Desde el comienzo de sus pesquisas, nadie le había dado razón. Nadie se había hecho responsable de esa denuncia. Nadie sabía siquiera de su existencia. Otras veces, el culpable de los errores de forma había remoloneado, se había hecho el tonto, pero ante la presión de Chacaltana, había terminado por admitir su falta de seriedad. Esta vez, la denuncia parecía haber surgido de la nada.
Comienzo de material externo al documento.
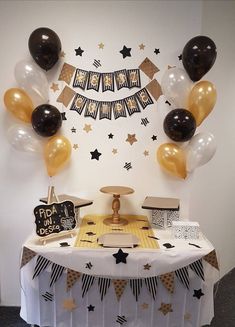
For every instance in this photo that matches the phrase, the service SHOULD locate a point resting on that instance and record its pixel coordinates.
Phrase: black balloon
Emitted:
(46, 120)
(44, 46)
(198, 56)
(179, 125)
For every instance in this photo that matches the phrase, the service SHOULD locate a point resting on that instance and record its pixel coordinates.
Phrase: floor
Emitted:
(224, 306)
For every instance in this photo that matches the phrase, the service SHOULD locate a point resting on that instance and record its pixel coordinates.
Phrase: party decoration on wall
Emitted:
(57, 152)
(33, 81)
(148, 67)
(126, 52)
(176, 86)
(172, 158)
(200, 150)
(19, 104)
(199, 55)
(66, 73)
(45, 47)
(201, 100)
(46, 120)
(179, 125)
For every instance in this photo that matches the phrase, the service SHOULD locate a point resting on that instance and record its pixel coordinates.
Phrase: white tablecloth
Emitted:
(186, 310)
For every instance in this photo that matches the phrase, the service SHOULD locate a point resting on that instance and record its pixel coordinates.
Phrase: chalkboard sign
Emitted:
(54, 218)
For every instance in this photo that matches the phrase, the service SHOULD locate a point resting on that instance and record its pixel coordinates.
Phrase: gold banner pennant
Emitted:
(66, 96)
(66, 73)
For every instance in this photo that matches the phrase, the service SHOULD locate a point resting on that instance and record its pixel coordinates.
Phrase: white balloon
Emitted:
(24, 139)
(200, 150)
(33, 80)
(176, 86)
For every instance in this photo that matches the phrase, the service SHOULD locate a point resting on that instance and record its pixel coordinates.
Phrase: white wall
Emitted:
(167, 25)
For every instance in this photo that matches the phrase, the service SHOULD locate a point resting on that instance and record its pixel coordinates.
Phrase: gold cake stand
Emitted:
(116, 191)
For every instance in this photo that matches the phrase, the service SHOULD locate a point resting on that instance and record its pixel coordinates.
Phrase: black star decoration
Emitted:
(91, 308)
(95, 154)
(120, 256)
(126, 52)
(157, 51)
(154, 137)
(79, 51)
(198, 293)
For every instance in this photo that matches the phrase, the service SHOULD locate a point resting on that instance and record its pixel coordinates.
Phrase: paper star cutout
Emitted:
(79, 51)
(198, 293)
(154, 137)
(131, 139)
(54, 87)
(120, 256)
(145, 306)
(157, 51)
(91, 308)
(101, 45)
(147, 266)
(95, 154)
(69, 304)
(87, 128)
(187, 316)
(126, 52)
(75, 146)
(165, 308)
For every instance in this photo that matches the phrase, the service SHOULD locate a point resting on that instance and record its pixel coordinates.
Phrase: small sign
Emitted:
(54, 218)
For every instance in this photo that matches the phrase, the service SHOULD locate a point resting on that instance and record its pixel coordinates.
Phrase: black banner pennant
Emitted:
(93, 81)
(78, 103)
(107, 82)
(119, 108)
(121, 79)
(80, 78)
(144, 98)
(105, 110)
(133, 78)
(132, 105)
(92, 107)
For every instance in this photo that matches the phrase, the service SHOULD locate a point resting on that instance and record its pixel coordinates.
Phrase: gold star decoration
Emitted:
(147, 266)
(69, 304)
(145, 306)
(54, 87)
(101, 45)
(87, 128)
(187, 316)
(165, 308)
(131, 138)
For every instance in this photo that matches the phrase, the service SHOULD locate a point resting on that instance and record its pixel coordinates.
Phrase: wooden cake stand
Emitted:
(116, 191)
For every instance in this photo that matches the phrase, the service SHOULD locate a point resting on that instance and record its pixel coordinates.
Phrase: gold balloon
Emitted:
(172, 158)
(57, 152)
(19, 104)
(201, 101)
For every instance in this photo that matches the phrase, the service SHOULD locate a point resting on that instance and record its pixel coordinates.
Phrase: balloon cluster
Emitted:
(29, 104)
(193, 103)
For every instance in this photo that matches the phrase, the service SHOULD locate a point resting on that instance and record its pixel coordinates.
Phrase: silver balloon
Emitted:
(176, 86)
(23, 138)
(200, 150)
(33, 80)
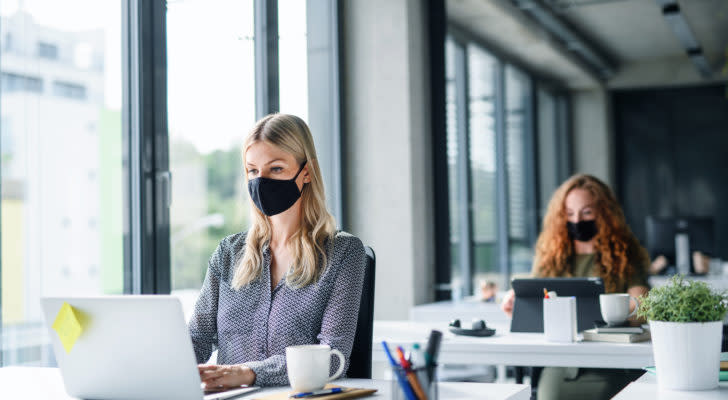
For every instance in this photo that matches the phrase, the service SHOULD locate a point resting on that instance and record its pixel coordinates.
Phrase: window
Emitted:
(47, 50)
(482, 70)
(519, 175)
(16, 82)
(69, 90)
(62, 233)
(491, 162)
(293, 55)
(208, 119)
Chacaltana rememoró su origen. La denuncia llevaba en su escritorio dos semanas. Lo recordaba bien porque la había encontrado el mismo lunes de la desaparición de Joaquín. Pero nadie había podido dejar ese papel en su escritorio en fin de semana. La única posibilidad era que hubiese llegado el viernes anterior. Ese día, al final de la tarde, Chacaltana se había levantado de su escritorio unos minutos para recibir precisamente a Joaquín. De hecho, era la última vez que lo había visto, cuando Joaquín había dicho esas palabras, «que te vaya bien», con el aspecto de que a él le iba mal. Su amigo se había mostrado extraño, ansioso, había tomado del brazo a Chacaltana y se había despedido sin más trámite.
Y al hacerlo, había forzado a Chacaltana a dar la espalda a su escritorio. El momento perfecto para dejar un papel en él.
Irregularidad administrativa migratoria menor.
Una chispa saltó en la mente de Chacaltana. Eso había sido un viernes. El día en que Joaquín había regresado de Argentina. Pasando por el aeropuerto, por la aduana…, por la policía de migraciones.
Chacaltana miró de nuevo el formulario, con su letra temblorosa. Se dirigió al fichero de usuarios y recogió la ficha de Joaquín. Era la misma letra. Peor escrita. Más asustada. Pero sin duda, la misma.
Volvió a mirar la denuncia, ahora con otros ojos. La razón del desorden podía ser simplemente que Joaquín no sabía llenarla. La habría escrito arriba, en la entrada del Palacio, haciendo lo que había podido. Había cumplimentado la información rápidamente, rellenando los espacios con prisas. Había salpicado errores por todo el papel. De hecho, ni siquiera había consignado bien el objeto de la denuncia. Sus palabras se cruzaban entre espacios diferentes, saltando de uno a otro, en una mezcla letal de nerviosismo e ignorancia.
Chacaltana volvió a mirar cada casillero, y a tratar de entender qué significaba ese papel exactamente. Comprendió que una de las palabras podía interpretarse de dos maneras. Hasta ese momento, había dado por seguro que se denunciaba una irregularidad administrativa migratoria menor. Pero la última palabra cabalgaba entre dos espacios, y podía pertenecer al casillero siguiente, no a la denuncia sino al objeto.
En ese caso, debía leerse de otra manera:
Hechos a denunciar: Irregularidad administrativa migratoria.
Objeto ingresado ilegalmente en el país: Un menor.
«Ha sido por el niño. Todo por el niño.»